Donc, ensuite, j’ai parlé à June…

Qui m’a contactée juste après, ajouta Ashley.

Et je me suis fait chopper.

Je pris appui sur mes coudes.

Ashley se mordillait les lèvres.

Tu dis que tu l’as reçu du côté de ton père ?

Ouais… En fait, du côté de mon père, on ne sait pas quoi en faire. J’ai deux demi-sœurs qui l’ont aussi.

Certes, je devais surtout penser à moi, mais je n’allais pas laisser passer la chance d’aider Lilly et Sara. Si je ne le faisais pas, les grands yeux sérieux de Lilly me hanteraient, comme ceux de ces gamins, dont le regard flanque la chair de poule dans les tableaux ringards.

Ashley, pourrais-tu garder un œil sur elles ? Pour t’assurer qu’elles…

Ne finissent pas comme toi ? suggéra-t-elle avec sympathie.

C’est ça, confirmai-je. Disons que je me sentirais mieux si je savais que quelqu’un veille sur elles.

Pas de souci, fit-elle. Ça fait partie de mon boulot.

Elle ouvrit son BlackBerry et y nota quelque chose.

Rien d’autre ? Tu ne t’es pas fait attaquer par des chasseurs de tête ou battu avec un monstre marin ?

Sa petite boule lumineuse tournait lentement autour de sa tête.

Non.

Bon, lança-t-elle. Parce que tu es suffisamment mal barré comme ça.

Merci, dis-je. J’aimerais bien qu’on cesse de me le rappeler à tout bout de champ, d’acc ?

J’étais assis, les jambes croisées, à même le sol.

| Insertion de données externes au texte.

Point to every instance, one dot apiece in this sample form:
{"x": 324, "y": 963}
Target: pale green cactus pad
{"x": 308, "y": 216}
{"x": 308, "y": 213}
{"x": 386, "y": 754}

À moi de poser des questions, maintenant. Dois-je toujours tuer pour utiliser mon don ? Enfin, dans l’hypothèse où j’aurais à m’en servir un jour…

Non, répondit Ashley. Chaque nécromancien a sa propre recette. Mais il y a des parties du rituel qu’on ne peut ni ne doit sauter, quand même ! Pour des raisons de sécurité, tu dois toujours faire ton cercle. Doit-il nécessairement être invoqué avec ton sang ? Non, mais cela rend le cercle plus fort. En principe, ta seule volonté suffit.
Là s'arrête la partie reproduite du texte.